On se souvient encore avec émotion de la fin de Toy Story 3 et de ses héros prêts à disparaître dans le brasier d’une décharge. Un chemin poignant vers la mort qui n’était pourtant qu’une fausse piste. Avec sa fourchette constituée de morceaux de déchets recyclés, Toy Story 4 s’attachait à nous rappeler que les jouets sont immortels, troquant l’horizon de la déchetterie pour celui de l’antiquaire, où de vieux bibelots attendaient d’entamer une seconde vie. Recycler plutôt que jeter : comme le notait Sylvain Blandy lors de la sortie du film, le quatrième volet s’achevait sur une grande roue pour rappeler, à l’aune d’un passage de relais (Woody léguant son étoile de shérif à Jessie), le mouvement circulaire dans lequel s’inscrivent les personnages pixariens. Buzz l’Éclair, l’une des figures iconiques du studio, n’avait jusqu’ici pas été directement confronté à cette obsolescence. Nouveau bibelot favori du jeune Andy dans le tout premier Toy Story, il était justement celui qui venait perturber l’équilibre du coffre à jouet, en ringardisant dinosaures et autres cowboys. Buzz l’Éclair, réalisé par Andy MacLane, propose de dévoiler le film préféré d’Andy, duquel est tirée la fameuse figurine. Sur le papier, le projet est assez clair : il s’agit de donner un peu de chair au jouet, de lui offrir une consistance en distillant de l’humain dans le non-humain, dans la pure tradition Pixar (jouets, animaux, monstres : tous se destinent, à un moment ou à un autre, à s’humaniser).
Mais le film est plus roublard qu’il n’en a l’air et dessine une trajectoire exactement inverse dans sa première partie. Piégé sur une planète hostile avec d’autres colons de l’espace, Buzz doit trouver une solution pour repartir vers des contrées plus hospitalières. Pour ce faire, le pilote chevronné multiplie des vols en hypervitesse afin de tester la résistance d’un cristal pouvant servir de moteur intersidéral. En orbitant autour de l’astre voisin (là aussi, il est question de s’inscrire dans une ronde), il découvre qu’après chaque virée, ses compagnons restés au sol ont vieilli tandis que lui n’a pas subi le passage du temps. On pense à Interstellar, mais aussi, plus étonnamment, au dernier Top Gun, qui suit aussi les exploits d’un pilote venu d’une autre époque. Comme Maverick, Buzz cherche à aller aussi vite que la lumière (c’est un éclair) et s’avère incapable de mourir, condamné à voir ses partenaires disparaître avant lui (après Val « Iceman » Kilmer : la space ranger Alisha Hawthorne). S’il échoue à chaque essai, l’astronaute renaît toujours de ses cendres, plus proche du jouet increvable que de l’être humain (c’est ce qui frappe, plastiquement, sur le visage de Buzz, dénué de ride ou d’égratignure).

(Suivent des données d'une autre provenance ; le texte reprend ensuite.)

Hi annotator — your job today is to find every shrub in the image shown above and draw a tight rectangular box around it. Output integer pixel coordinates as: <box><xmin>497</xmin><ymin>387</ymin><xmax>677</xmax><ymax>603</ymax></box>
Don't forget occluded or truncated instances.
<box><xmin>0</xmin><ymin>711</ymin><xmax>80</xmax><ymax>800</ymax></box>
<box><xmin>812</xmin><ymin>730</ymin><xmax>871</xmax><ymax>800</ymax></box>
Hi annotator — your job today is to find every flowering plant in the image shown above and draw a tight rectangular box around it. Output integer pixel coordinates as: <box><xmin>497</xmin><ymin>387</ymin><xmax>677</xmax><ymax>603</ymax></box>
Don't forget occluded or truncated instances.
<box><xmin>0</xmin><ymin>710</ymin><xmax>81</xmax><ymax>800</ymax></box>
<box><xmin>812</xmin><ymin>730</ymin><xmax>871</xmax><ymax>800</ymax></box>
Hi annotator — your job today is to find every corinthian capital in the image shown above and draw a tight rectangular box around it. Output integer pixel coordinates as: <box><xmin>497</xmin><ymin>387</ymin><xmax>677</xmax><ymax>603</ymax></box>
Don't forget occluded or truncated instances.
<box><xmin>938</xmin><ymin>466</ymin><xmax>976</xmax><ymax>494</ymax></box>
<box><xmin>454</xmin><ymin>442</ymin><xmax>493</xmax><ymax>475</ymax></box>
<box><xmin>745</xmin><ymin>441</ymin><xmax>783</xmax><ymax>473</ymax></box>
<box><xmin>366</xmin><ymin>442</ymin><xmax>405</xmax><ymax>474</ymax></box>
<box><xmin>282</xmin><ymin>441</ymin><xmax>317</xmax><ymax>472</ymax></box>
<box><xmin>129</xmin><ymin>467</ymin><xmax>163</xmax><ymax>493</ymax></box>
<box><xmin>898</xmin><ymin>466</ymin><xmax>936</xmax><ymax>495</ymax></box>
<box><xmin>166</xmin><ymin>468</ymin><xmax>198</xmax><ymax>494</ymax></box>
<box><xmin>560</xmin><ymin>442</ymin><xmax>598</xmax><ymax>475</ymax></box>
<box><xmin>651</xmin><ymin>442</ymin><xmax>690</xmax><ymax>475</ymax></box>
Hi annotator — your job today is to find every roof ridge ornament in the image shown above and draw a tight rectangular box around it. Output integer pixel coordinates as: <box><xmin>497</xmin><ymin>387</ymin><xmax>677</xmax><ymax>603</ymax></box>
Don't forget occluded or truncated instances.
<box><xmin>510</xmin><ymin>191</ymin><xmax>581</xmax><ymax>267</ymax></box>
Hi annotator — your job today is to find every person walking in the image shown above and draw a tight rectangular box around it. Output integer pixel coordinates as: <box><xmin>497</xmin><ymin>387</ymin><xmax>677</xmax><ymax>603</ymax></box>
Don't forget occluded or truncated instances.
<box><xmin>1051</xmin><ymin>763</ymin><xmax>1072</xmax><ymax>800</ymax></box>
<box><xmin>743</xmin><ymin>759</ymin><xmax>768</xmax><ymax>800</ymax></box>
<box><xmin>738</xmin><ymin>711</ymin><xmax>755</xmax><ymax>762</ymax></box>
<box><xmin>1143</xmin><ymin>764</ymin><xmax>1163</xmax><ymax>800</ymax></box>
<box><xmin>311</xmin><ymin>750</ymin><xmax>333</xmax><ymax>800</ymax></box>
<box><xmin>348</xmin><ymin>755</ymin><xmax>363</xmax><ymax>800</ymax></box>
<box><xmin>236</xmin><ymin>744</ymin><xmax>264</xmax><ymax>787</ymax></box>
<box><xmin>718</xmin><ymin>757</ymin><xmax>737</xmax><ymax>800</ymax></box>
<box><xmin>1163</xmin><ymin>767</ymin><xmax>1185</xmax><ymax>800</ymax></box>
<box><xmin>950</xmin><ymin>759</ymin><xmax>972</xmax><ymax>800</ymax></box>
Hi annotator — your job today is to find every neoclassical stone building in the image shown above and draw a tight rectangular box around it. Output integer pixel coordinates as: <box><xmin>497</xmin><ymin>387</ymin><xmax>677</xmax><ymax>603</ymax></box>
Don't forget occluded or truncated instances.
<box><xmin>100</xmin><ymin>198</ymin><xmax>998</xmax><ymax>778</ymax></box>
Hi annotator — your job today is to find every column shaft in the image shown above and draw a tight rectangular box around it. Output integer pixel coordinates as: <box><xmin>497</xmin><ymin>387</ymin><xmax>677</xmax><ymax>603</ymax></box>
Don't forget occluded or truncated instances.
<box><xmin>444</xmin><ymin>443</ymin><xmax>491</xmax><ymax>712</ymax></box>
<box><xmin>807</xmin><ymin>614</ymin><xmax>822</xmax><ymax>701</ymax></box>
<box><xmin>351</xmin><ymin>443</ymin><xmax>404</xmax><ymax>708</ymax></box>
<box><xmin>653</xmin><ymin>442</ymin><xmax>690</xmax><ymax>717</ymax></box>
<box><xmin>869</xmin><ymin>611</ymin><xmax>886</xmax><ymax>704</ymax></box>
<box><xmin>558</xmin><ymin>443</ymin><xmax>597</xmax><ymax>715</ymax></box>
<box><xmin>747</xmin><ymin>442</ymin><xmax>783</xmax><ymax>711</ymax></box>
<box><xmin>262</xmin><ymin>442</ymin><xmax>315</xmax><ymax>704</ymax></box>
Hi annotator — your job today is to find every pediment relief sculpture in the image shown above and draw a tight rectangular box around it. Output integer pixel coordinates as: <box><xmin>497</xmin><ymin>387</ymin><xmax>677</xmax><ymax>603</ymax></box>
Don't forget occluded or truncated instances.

Le film atteint son pic lors d’une séquence compilant les différentes tentatives de l’astronaute : Buzz s’envole parmi les étoiles, rentre au bercail puis s’éclipse de nouveau, piégé dans une boucle insensée avant de constater, à l’arrivée, à quel point il n’a fait que perdre son temps. Après « l’infini et au-delà », mantra répété comme une malédiction, il ne reste plus qu’un foyer vide, preuve de son incapacité à s’ancrer quelque part dans le cosmos.
À partir de là, Buzz l’Éclair figure le progressif renoncement de l’astronaute à vouloir dompter le temps ; là encore tel Maverick, il refuse au départ d’entraîner de nouvelles recrues et de jouer son rôle de mentor, préférant l’appel de l’aventure pour prouver qu’il est encore jeune. C’est à cet endroit que le film déçoit le plus. Accompagné d’une équipe de bras cassés, l’astronaute doit apprendre à accepter l’aide d’autrui au gré de gags rebattus (ceux notamment qui impliquent des IA récalcitrantes) et de péripéties dont la vacuité s’explique, sans doute, par la teneur anecdotique d’un récit que l’on sait dénué d’enjeu (comme l’annonce un intertitre en ouverture, Buzz l’Éclair n’est qu’un film dans le film, un « produit dans le produit »). Plus regrettable encore : les personnages restent la plupart du temps solidement ancrés à la surface de la planète sur laquelle ils sont piégés, de sorte que le film évite de se frotter aux défis figuratifs que pose son récit de science-fiction. À l’image du chat robot Sox, mascotte du film qui passe son temps à se rouler en boule, la machine Pixar ronronne loin des étoiles.